Going back at the start screen and choosing Games you will see a screen where you have presented 6 games to choose from. To choose a game you have to click on the game screenshots. Some get lost in the background and might not be as easy to distinguish. Once you select a game you’re taken again to the screen where you have to choose Read to me or Read by Myself, than once more to choose the level...I think there are too many steps until you actually get to play the game. The 6 mini-games keep you engaged throughout the story and players can identify different characteristics of the seasons through the friends Loopy the snail encounters:
• you get to help a Bee collecting pollen in the spring by tap & holding – hand eye coordination
• collect baby butterflies by tapping for Momma Butterfly in the summer – timed activity
• help a Sneaky Squirrel to shake the trees and collect acorns in the autumn – risks are that younger children can drop their device by shaking and tilting
• you need to find your way out a maze game- tilting
• you rebuild the Snowman– tilting &dragging
• you have to sort out snowflakes by matching them – memory game/cognitive development
The main difference in difficulty is the speed the objects move on the screen. Some of the games don’t have a time limit or are not scored – that makes it difficult to measure improvement.

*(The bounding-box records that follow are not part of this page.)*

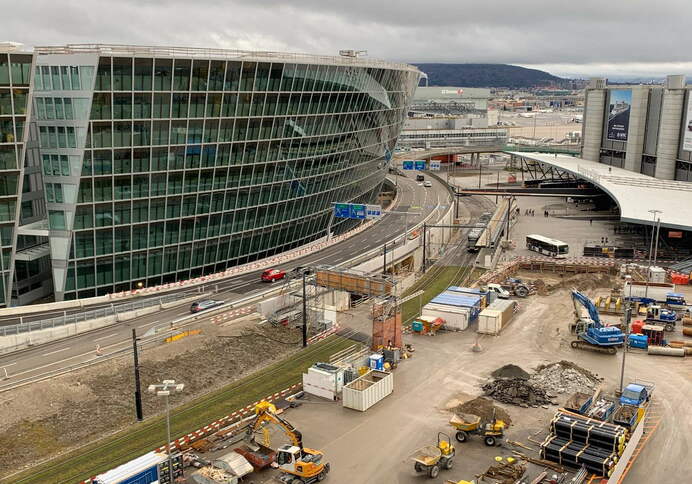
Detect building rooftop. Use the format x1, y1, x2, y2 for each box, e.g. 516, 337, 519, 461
507, 151, 692, 230
34, 44, 419, 72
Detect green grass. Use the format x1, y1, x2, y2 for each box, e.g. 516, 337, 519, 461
8, 336, 354, 484
401, 266, 482, 324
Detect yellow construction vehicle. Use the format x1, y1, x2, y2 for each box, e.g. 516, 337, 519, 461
246, 401, 329, 484
449, 412, 506, 447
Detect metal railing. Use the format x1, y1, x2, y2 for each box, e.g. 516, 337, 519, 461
0, 291, 199, 336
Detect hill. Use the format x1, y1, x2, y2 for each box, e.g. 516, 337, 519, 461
415, 64, 567, 89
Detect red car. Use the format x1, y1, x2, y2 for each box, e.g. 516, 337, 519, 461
262, 269, 286, 282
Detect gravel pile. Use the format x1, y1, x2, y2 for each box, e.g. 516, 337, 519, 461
491, 364, 531, 379
529, 360, 600, 395
483, 378, 553, 407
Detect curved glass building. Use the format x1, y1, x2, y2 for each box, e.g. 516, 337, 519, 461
0, 45, 420, 303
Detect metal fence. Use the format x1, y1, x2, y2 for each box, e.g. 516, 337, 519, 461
0, 291, 199, 336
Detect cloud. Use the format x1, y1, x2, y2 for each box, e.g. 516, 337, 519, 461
5, 0, 692, 75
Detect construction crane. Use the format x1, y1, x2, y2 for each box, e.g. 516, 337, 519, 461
571, 290, 625, 355
246, 401, 329, 484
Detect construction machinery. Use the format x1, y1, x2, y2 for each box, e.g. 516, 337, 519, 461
449, 412, 507, 447
411, 432, 455, 479
246, 401, 329, 484
571, 290, 625, 355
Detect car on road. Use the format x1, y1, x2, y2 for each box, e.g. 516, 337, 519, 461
261, 269, 286, 282
190, 299, 224, 314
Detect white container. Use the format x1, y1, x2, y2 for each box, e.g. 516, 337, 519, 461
421, 304, 471, 331
649, 267, 666, 284
622, 282, 675, 302
303, 363, 344, 400
341, 370, 394, 412
478, 299, 516, 334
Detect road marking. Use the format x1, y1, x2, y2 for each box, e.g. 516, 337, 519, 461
94, 333, 118, 341
41, 346, 70, 356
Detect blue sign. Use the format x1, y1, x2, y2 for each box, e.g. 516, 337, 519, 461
334, 203, 368, 220
366, 205, 382, 218
334, 203, 351, 218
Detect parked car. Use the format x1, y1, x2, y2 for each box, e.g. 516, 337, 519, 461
262, 269, 286, 282
190, 299, 224, 314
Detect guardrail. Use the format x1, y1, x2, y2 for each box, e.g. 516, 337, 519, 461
0, 291, 198, 336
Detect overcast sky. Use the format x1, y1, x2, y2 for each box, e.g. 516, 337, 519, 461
5, 0, 692, 77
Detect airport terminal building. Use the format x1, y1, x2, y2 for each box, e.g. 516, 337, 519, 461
0, 44, 420, 306
582, 76, 692, 181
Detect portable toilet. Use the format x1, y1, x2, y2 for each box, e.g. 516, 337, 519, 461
368, 353, 384, 370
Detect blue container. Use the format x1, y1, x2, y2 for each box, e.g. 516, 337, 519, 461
368, 354, 384, 370
628, 334, 649, 349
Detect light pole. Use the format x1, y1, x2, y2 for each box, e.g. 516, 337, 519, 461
148, 380, 185, 484
620, 274, 632, 395
644, 209, 663, 297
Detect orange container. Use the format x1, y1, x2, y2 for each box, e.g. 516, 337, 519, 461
632, 320, 644, 334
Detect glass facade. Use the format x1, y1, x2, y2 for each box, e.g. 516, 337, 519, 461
0, 52, 33, 306
0, 45, 420, 300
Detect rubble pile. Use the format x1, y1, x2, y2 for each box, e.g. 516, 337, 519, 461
529, 360, 600, 395
483, 378, 553, 407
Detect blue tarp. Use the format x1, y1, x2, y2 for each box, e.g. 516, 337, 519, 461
430, 291, 481, 308
447, 286, 487, 296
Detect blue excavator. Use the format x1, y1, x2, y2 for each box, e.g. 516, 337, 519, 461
571, 290, 625, 355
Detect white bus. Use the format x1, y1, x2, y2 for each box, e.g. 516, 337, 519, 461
526, 234, 569, 257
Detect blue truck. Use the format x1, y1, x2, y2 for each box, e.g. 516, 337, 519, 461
93, 452, 183, 484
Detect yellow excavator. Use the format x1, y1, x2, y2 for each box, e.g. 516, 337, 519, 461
246, 401, 329, 484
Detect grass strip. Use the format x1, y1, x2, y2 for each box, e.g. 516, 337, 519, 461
8, 336, 354, 484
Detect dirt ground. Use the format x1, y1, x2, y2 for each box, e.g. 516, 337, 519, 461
261, 274, 692, 484
0, 316, 301, 474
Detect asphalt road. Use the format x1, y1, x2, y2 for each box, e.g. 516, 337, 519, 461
0, 169, 450, 388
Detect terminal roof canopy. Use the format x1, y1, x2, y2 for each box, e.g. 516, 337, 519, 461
507, 151, 692, 230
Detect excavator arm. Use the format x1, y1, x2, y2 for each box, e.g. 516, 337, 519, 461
248, 402, 303, 452
572, 290, 603, 328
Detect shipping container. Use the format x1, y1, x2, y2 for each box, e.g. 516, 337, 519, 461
341, 370, 394, 412
478, 299, 516, 334
94, 452, 183, 484
421, 304, 471, 331
303, 363, 344, 400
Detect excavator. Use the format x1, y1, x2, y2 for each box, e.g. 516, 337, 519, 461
245, 401, 329, 484
571, 290, 625, 355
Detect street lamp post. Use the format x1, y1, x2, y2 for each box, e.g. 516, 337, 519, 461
644, 209, 663, 297
620, 274, 632, 395
148, 380, 185, 484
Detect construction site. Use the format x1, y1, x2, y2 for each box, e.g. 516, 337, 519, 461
0, 164, 692, 484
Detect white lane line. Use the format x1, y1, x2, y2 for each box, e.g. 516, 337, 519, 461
94, 333, 118, 341
41, 346, 70, 356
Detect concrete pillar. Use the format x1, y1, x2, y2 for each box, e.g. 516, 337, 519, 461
655, 89, 685, 180
582, 88, 606, 161
624, 86, 649, 173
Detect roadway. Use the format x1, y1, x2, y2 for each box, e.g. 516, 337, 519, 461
0, 168, 451, 389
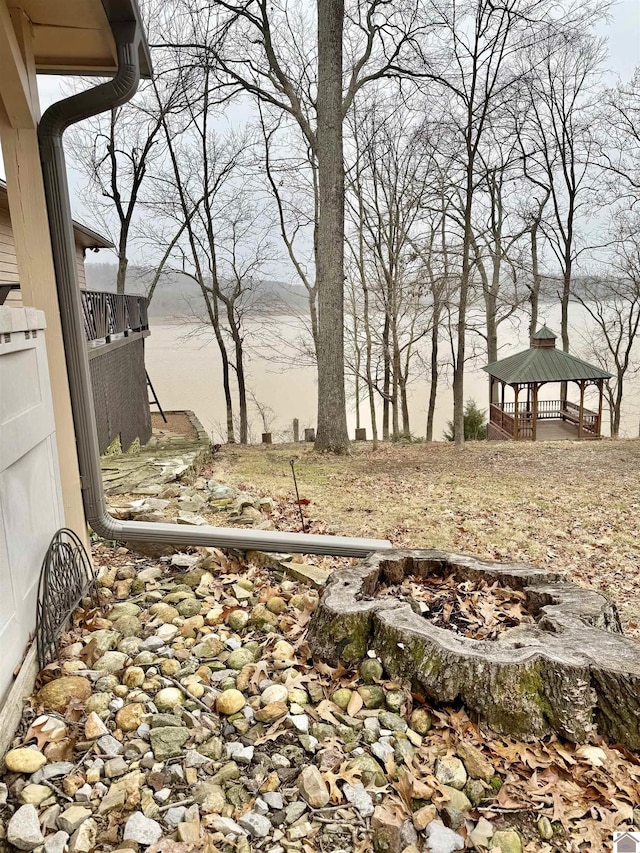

Parts of the instructions will need to be explained to pre-readers even in the Read to me mode (actions like tilting, shaking) and we think older kids might quickly get bored with the simple challenges.
I found the sounds and the voice over clear and thought the narrating speed can help with developing and practising attention and listening skills. We liked the Australian accent of the female reader but there is no option of changing the voice. Ideally we would have liked an option that will allow parents to record their own voice and use the app as a tool for bedtime stories. The font and text size make it easy to practise early reading, but some can argue it can get lost in the vibrant background and doesn’t display properly all the time or make the screens look busy.
We think the app is visually unique and that the storyline will engage players. Toddlers will require assistance and might have troubles working the Menu as I think it would be difficult to use for pre-readers. The app is more entertaining than educational and will grasp children’s’ attention once they get used to it. It teaches them about teamwork, friendship and helps develop motor skills and early reading. We gave the app 4 stars EAS Rating, as it is well priced and kids will find it vibrant and interactive and to be honest visually is unlike anything we’ve seen so far.